Williams F1 has created flywheel appetite storage technology - an substitute to a containing alkali battery in hybrid cars - and it has been used to power the Porsche 911 GT3 R Hybrid.

ATT Williams F1's arch executive Alex Burns says that the flywheel is a great way to save fuel - and it could be applied to town buses, trams and other vehicles that end and beginning frequently.

"We're moreover building a ample incomparable chronicle of this flywheel technology that may be used to lower the complete appetite expenditure of a metro sight as it goes from hire to station," Mr Burns says.

Williams has its own simulator too, that the company is moreover bettering for non-racing vehicles.

F1 companies expanding outward the core of their competition have not similar reasons for carrying out so.

Williams, for instance, may be diversifying in to non-F1 areas to secure new income streams and change out its F1 income, according to Christian Sylt from Formula Money magazine.

But whatever the reasons, future for "spillovers" is great - and Eric Edgecumbe of Specialized believes that it is vicious for F1 teams to search for it.

"They can pick up a lot about what motivates people in their shopping decisions, and they can moreover pick up a great treat about what motivates F1 fans, and because they are captivated to and desirous by a group over another," he says.

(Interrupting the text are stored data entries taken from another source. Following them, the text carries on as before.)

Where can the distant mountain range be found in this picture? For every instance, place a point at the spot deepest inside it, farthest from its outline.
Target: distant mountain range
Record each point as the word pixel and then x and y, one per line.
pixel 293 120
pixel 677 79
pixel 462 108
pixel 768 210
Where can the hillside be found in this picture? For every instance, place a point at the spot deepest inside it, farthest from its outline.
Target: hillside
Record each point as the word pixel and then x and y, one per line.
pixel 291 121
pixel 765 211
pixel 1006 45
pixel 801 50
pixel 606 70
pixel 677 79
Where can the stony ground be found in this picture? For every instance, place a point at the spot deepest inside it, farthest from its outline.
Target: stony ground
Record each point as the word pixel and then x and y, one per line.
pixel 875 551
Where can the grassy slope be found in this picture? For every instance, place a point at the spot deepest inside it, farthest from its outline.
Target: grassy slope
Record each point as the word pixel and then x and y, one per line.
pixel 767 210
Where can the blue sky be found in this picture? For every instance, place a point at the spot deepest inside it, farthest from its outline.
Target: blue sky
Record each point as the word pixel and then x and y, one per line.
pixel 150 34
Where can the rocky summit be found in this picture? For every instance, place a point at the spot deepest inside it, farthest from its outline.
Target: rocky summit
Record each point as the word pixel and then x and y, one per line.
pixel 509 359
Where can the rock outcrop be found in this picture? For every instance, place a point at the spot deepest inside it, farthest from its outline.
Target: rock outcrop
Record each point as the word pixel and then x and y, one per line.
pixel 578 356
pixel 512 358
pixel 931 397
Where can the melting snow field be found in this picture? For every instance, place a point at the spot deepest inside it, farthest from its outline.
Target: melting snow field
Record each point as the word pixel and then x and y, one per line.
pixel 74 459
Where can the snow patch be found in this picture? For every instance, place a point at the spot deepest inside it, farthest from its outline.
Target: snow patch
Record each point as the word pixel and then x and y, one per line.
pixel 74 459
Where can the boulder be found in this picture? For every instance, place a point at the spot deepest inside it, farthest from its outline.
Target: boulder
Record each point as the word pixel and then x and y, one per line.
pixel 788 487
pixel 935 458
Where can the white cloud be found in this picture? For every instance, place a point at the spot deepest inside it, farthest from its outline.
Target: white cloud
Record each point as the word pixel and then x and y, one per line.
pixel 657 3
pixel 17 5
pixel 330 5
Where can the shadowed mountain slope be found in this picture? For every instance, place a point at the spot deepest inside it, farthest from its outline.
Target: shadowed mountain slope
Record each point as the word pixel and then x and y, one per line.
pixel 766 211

But in the end, it all depends on the teams' strategies and the really reasons because they are on the track.

"Some really focus on the engineering and innovation. For others, it is more about prominence and brand approval - they do not expect to win and may not expect requesting the engineering developments," says Professor Rick Delbridge of Cardiff University, the writer of a inform on cutting-edge F1 technologies.

"And firms similar to Williams and McLaren are excellent examples of British enhancement and engineering, undeniably important to the country's repute over F1."